Photo I took on the Cambria, CA beach

By Doug Forbes

I won’t be able to adequately describe how sick I feel right now. If I could paint it, it might look like the above photo.

But here goes…

My entire body buzzes. My ears ring. My stomach is inside out. Nausea. Hands trembling. A sense of dread. Borderline panic attack. Yet something altogether different.

I am also severely sleep-deprived. And my body and brain are trying to determine how to best notify me that this is unsustainable. Barely a pinch of gas left in the tank.

——————-

I had to take a break from writing this, because I did, in fact, have a panic attack. I rushed out of the house with my wife in order to try to mitigate the angst.

Yes, there’s the breathing problem and the heart attack replication, but I’ve had these things before. I know how it goes. That’s not what got me this time. What got me was the noise—the electrical traffic jam in my head.

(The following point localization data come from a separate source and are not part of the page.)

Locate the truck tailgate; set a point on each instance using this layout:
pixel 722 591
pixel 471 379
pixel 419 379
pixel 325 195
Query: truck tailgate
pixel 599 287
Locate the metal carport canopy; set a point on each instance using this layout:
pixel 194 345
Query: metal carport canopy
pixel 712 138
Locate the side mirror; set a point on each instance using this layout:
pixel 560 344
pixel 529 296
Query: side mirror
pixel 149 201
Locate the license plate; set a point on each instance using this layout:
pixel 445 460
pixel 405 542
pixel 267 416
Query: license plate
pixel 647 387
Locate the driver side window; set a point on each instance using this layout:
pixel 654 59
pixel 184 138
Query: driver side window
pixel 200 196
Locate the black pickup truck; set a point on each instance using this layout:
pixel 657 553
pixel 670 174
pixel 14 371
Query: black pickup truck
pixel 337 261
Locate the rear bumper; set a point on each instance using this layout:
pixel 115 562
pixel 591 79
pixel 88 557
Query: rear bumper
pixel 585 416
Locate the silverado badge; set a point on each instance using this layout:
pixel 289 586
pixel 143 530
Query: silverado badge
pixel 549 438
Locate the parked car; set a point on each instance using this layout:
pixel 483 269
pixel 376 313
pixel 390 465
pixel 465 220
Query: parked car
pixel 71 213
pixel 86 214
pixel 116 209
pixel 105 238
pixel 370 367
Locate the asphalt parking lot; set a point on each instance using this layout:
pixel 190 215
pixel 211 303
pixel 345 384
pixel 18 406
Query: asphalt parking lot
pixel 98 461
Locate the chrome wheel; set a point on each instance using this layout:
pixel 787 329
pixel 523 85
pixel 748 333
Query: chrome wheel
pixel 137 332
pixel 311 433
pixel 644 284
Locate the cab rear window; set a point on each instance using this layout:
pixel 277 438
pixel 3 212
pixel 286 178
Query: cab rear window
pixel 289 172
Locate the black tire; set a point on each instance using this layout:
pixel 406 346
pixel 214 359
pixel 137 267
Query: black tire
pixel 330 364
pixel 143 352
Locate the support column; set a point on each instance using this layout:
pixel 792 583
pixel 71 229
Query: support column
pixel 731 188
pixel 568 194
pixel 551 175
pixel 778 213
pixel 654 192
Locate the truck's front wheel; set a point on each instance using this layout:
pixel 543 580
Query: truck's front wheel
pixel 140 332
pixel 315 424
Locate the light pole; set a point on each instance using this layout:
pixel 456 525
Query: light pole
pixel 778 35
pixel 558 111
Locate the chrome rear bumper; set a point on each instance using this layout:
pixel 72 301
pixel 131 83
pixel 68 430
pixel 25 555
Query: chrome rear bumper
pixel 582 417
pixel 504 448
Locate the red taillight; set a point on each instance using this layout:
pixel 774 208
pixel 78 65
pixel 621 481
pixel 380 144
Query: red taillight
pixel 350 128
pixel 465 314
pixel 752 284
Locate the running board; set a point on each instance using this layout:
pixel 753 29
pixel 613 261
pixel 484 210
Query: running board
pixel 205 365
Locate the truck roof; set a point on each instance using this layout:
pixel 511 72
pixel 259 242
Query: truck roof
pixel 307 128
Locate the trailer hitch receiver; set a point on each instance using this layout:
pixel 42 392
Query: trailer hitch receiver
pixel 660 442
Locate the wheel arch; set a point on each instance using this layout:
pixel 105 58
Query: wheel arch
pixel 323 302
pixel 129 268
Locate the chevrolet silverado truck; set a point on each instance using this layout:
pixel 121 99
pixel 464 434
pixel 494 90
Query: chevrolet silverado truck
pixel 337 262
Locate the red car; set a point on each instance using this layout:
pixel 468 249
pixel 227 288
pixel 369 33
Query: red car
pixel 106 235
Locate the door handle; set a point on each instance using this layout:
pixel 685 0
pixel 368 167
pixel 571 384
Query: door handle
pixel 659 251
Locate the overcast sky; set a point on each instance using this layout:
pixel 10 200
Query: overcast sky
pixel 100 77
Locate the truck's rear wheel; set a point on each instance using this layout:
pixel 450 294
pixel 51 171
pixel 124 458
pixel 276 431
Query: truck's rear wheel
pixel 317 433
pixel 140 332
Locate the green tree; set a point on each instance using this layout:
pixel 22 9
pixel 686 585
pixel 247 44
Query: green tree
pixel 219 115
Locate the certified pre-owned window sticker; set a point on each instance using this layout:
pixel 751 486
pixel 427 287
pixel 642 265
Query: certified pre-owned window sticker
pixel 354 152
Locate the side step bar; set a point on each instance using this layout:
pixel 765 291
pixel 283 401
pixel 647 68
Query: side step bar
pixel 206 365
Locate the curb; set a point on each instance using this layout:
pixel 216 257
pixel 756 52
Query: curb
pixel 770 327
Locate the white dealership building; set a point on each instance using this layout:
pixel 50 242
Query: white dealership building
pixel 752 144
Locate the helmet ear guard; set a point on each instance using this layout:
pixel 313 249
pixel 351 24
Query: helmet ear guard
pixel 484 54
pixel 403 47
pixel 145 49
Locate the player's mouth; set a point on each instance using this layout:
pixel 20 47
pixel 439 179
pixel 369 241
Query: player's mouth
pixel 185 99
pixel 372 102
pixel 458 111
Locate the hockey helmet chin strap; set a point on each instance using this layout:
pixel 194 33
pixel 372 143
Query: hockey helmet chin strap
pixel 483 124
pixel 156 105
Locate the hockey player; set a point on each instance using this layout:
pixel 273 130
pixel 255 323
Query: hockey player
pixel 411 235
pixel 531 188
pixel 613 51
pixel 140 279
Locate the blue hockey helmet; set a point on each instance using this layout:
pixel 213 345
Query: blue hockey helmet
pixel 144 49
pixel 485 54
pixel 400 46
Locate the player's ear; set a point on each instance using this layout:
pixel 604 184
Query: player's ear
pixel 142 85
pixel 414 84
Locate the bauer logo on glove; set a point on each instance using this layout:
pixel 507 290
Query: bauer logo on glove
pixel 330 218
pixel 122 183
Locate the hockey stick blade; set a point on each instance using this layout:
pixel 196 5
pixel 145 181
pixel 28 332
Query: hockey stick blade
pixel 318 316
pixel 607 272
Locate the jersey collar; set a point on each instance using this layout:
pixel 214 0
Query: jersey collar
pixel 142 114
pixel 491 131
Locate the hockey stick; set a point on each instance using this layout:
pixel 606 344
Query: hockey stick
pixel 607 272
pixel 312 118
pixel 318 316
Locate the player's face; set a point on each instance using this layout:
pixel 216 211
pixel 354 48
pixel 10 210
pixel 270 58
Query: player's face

I felt like I was disappearing. And I wasn’t sure I could find my way back. Grief was winning. It was killing me.

But we walked and walked some more. And I was able to find the escape hatch back to some semblance of here and now. That said, I lost something just now. I lost a little battle that I’m not yet able to describe.

This has now become a battle of will. My little girl, my baby, is haunting me. Yet all I want her to do is bring me joy, lift my spirits, push me to make important change, remind me how glorious the parenting life was, no matter how challenging some of the chapters were.

Building this website is grueling. But building my positive memory muscle is a beyond-brutal exercise.

I want to embrace all that I had with my beloved Roxie. And yet I feel as if I don’t shut her down in some way, I might not be able to function in a way that honors her. I might not be able to function at all.